Though the US marketer William S. Merrell Company was increasing pressure to have it cleared for sale, Kelsey held out for more toxicity data before coming to a decision. The decision was pre-empted by births throughout the world giving evidence of thalidomide's effect on the embryo, and the manufacturers quickly withdrew their application. Kelsey's delay probably prevented thousands of deformities in the US, and made her a national hero. In August 1962, Kelsey was awarded the President's Award for Distinguished Federal Civilian Service (at the time, the highest civilian award in the US) by President John F. Kennedy.
Thalidomide (C13H10N2O4; phthalimido-glutarimide; one of a number of systematic names is 2-(2,6-dioxo-3-piperidinyl)-1H-isoindole-1,3(2H)-dione) is a sedative and hypnotic drug. Thalidomide was synthesized at Chemie Grünenthal in West Germany in 1953.
Thalidomide is racemic — that is, it contains both left and right handed isomers in equal amounts: one enantiomer is effective against morning sickness, and the other is teratogenic. It should be noted that the enantiomers are converted to each other in vivo. That is, if a human is given D-thalidomide or L-thalidomide, both isomers can be found in the serum. Hence, administering only one enantiomer will not prevent the teratogenic effect in humans.
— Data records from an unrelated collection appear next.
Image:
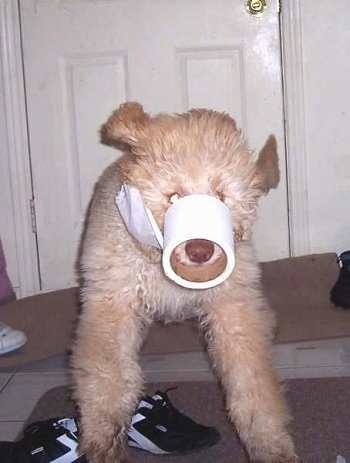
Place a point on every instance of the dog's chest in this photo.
(165, 300)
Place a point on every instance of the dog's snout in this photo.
(199, 251)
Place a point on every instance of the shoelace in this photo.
(164, 412)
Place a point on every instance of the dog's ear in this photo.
(126, 128)
(267, 165)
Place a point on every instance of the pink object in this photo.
(6, 290)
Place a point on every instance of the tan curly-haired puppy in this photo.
(124, 287)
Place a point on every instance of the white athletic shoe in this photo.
(10, 339)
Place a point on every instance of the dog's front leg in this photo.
(107, 377)
(239, 342)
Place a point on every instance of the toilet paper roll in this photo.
(202, 217)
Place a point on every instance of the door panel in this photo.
(84, 58)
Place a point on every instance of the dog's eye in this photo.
(174, 198)
(220, 195)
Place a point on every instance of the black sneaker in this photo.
(159, 428)
(52, 441)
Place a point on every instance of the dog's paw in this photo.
(103, 449)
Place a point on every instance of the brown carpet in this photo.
(297, 288)
(321, 426)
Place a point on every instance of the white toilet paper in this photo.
(204, 217)
(137, 218)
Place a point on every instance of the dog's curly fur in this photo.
(124, 288)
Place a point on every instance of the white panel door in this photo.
(82, 58)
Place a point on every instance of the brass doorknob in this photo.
(256, 7)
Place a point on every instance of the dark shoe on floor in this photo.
(340, 293)
(52, 441)
(159, 428)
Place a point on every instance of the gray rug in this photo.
(321, 426)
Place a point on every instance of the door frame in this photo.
(16, 134)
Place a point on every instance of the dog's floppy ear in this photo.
(126, 126)
(267, 165)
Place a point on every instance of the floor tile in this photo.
(55, 364)
(20, 395)
(4, 378)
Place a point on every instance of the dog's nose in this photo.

The drug is most toxic if taken orally and is a mild carcinogen. Other symptoms can include peripheral neuritis , numbness, paresthesias in the extremities, peripheral neuropathy, mental confusion, unsteadiness, hypotension, and absent reflexes. Excessive dosages can lead to pulmonary oedema, atelectasis or aspiration pneumonia, and refractory hypotension.
Famous thalidomide children
Terry Wiles' life was documented in the book "On Giant's Shoulders: The Story of Terry Wiles" (ISBN 0723001464) by Marjorie Wallace, as well as in a movie by the same name adapted from the book.